5.2. Strengthen preventative and detective controls
- Maintain robust, frequent, and isolated backups. Test backups regularly and ensure they are offline or air-gapped.
- Architect systems with segmentation, zero trust, least privilege and minimal exposure to attack surfaces.
- Employ strong detection, logging, anomaly detection, endpoint monitoring, and network visibility.
- Patch and update systems consistently, remove legacy or end-of-life software, and decommission unused infrastructure.
- Invest in training and awareness for staff (phishing, social engineering, privilege abuse).
- Engage in threat intelligence sharing and collaboration with national cyber agencies.
5.3. Develop and rehearse incident response playbooks
If an incident happens, time is critical. Bodies should have well-defined playbooks covering:
- Forensic investigation
- Containment, isolation, crisis governance
- Legal, regulatory and stakeholder communication
- Insurance and third-party response partners
- Data recovery from backups or rebuild
- Internal chains of decision-making (who is empowered to act, when, and how)
It is prudent to rehearse “no-pay” scenario drills (i.e. how to recover without ransom) to ensure that processes work under pressure.
5.4. Understand legal, regulatory and reporting obligations
Public organisations should familiarise themselves with:
- The developing legislation around the ban (track consultations, draft bills)
- Reporting obligations, internal compliance processes, escalation paths
- Sanctions, counter-terrorism finance law (to ensure no inadvertent illegal payments)
- Insurance policy terms (cyber insurance often includes incident response support)
Engaging legal and compliance teams early is essential.
5.5. Engage with central support and advocacy
Many organisations will need support, guidance, and possibly funding to execute the necessary security transformation. Bodies should:
- Participate in government consultations (if still open)
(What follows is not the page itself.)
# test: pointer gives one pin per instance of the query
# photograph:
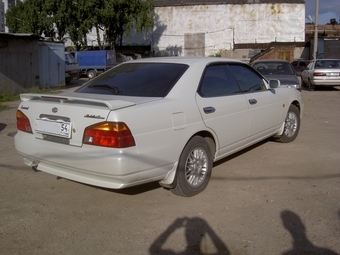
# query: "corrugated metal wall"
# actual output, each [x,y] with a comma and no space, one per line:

- Request clear, sector-specific guidance, templates, and toolkits
- Advocate for central funding or grants for cyber maturity improvement
- Coordinate with peers in sector (e.g. local government networks, health bodies) to share lessons and best practices
5.6. Review and adapt budgets, insurance and risk posture
Given the increasing stakes, public bodies should:
- Reassess and potentially increase budgets for cybersecurity, backup, resilience and incident response
- Review cyber insurance and whether it covers non-payment or legal exposure from the ban
- Re-evaluate the organisation’s risk appetite and recovery priorities in light of non-payment constraint
- Ensure contracts with third parties (suppliers, cloud providers, managed service providers) are robust and resilient
6. Concluding reflections
The UK’s proposed ban on ransomware payments in the public sector and regulated critical infrastructure is a bold policy initiative. It seeks to shift the balance in the state’s capacity to resist cyber-extortion and crack down on criminal incentives. If properly executed, it could make public bodies tougher targets, reduce incidence of successful ransomware attacks, and enhance transparency and government oversight.
Yet the challenges are substantial. The risk of crippling downtime, data loss, or service failure in the absence of a fallback payment option cannot be ignored. The policy may push attackers elsewhere, create perverse incentives, and impose heavy compliance and financial burdens on struggling public bodies. Enforcing such a regime across jurisdictions and ensuring proportional, sensible penalties will require finesse.
What is clear is that a ban alone is not enough; it must be accompanied by large-scale investment, clear guidance, capacity building, and oversight. Public bodies must act now to prepare assuming non-payment is a real possibility, hardening systems, rehearsing response, and clarifying legal and reporting obligations. If they wait for the law to land before strengthening resilience, they may find themselves exposed and unprepared.
From a wider perspective, the UK’s move could influence other countries and set a precedent. If successful, it could shift global norms around ransom payments. But if poorly executed, it might become a cautionary tale of overreach and unintended consequences.